Won staff favorite over at viewbug.com for my photo, Colors (photo available at link). 

Not sure if this actually means anything, or how rare these are, but I thought it was pretty neat.


----------



## Designer

Congratulations!


----------



## tirediron

A win's a win, right?


----------



## robbins.photo

Well it certainly sounds more prestigious than a participation trophy, so.. wooohoo!  Right?


----------



## Rick50

Yes, good job!


----------



## pjaye

I commented on facebook too, but congrats again!


----------



## vintagesnaps

I know I'm not the only one on here who's run across Viewbug before... I guess I'm the one to say it's just another photo rights grab site - did you even look at the Terms? do you know what you're giving away when you use sites like this?
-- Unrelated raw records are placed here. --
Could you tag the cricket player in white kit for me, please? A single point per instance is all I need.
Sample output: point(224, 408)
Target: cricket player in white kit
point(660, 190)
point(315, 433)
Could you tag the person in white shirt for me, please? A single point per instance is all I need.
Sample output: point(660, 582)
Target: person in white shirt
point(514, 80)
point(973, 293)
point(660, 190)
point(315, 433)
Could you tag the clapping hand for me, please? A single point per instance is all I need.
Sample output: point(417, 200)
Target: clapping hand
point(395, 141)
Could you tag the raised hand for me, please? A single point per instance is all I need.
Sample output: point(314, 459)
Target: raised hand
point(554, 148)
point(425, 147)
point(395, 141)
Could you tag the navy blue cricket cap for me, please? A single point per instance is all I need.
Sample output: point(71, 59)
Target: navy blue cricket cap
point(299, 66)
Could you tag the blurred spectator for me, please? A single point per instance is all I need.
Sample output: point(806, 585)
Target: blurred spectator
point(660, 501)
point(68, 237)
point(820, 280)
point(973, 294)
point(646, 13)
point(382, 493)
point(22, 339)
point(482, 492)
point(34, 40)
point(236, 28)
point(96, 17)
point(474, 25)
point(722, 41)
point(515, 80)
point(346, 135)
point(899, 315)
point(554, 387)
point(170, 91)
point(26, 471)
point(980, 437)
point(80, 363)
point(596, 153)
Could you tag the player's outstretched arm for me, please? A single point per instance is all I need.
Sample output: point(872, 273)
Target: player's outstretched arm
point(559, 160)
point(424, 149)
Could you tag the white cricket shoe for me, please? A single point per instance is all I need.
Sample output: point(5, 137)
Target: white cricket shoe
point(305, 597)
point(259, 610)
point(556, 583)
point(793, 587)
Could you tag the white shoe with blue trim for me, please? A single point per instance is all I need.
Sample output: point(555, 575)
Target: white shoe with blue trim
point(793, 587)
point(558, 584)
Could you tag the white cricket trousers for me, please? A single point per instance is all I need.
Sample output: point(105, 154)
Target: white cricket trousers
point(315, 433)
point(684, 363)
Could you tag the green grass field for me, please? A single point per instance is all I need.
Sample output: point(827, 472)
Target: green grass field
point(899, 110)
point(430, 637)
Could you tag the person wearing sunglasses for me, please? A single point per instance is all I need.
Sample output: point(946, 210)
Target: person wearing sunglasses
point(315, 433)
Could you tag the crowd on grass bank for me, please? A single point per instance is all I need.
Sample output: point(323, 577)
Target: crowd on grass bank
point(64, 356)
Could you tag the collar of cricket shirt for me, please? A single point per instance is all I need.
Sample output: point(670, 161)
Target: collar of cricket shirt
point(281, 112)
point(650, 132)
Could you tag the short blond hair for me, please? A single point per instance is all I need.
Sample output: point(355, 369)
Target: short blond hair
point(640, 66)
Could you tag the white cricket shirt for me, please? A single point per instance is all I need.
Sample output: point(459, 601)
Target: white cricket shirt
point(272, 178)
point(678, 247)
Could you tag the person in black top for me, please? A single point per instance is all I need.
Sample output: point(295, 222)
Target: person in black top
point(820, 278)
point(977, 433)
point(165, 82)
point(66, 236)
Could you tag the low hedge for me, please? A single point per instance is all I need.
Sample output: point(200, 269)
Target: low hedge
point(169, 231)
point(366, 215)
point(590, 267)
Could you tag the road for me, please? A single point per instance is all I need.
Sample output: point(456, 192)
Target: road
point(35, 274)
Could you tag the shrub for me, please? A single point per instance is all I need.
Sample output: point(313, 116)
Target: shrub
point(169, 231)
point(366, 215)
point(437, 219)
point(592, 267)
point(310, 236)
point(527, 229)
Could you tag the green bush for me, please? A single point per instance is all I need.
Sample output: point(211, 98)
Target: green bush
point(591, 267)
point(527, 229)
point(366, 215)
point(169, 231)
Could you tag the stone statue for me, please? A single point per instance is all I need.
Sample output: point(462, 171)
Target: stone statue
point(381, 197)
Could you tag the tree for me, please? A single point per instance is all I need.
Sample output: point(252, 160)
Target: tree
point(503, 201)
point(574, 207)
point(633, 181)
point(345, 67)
Granted they do have some free contests, but they're doing the site to get people to sign up for a plan, such as being 'pro', or to sell photos thru them. This is for amateurs and basically is a popularity contest - this will get you some attention and that's about all.


----------



## manaheim

Neat image! Nice lighting.


----------



## Watchful

Interesting makeup.


----------



## jcdeboever

Sweet! 

Sent from my XT1254 using Tapatalk


----------



## tirediron

manaheim said:


> Neat image! Nice lighting.


Agree, very nice work, but as [the other] Sharon mentioned, I'd be leery of the T&C.


----------



## DGMPhotography

Thanks, y'all. And yeah, that's something to consider. I only do it for the free contests. It's some extra exposure, so meh.


----------



## table1349

Outstanding.  Congrats.


----------



## NancyMoranG

Amazing image, congrats!


----------



## acparsons

I just gave to another PA, nice work!


----------



## DGMPhotography

Thank you all!


----------



## annamaria

That's great congrats!!


----------



## binga63

well done


----------



## ruggedshutter

Congratulations


----------



## DGMPhotography

Thanks


----------



## DGMPhotography

Update: I became a finalist in the contest!

Creativity In Your Face… With Faces.


----------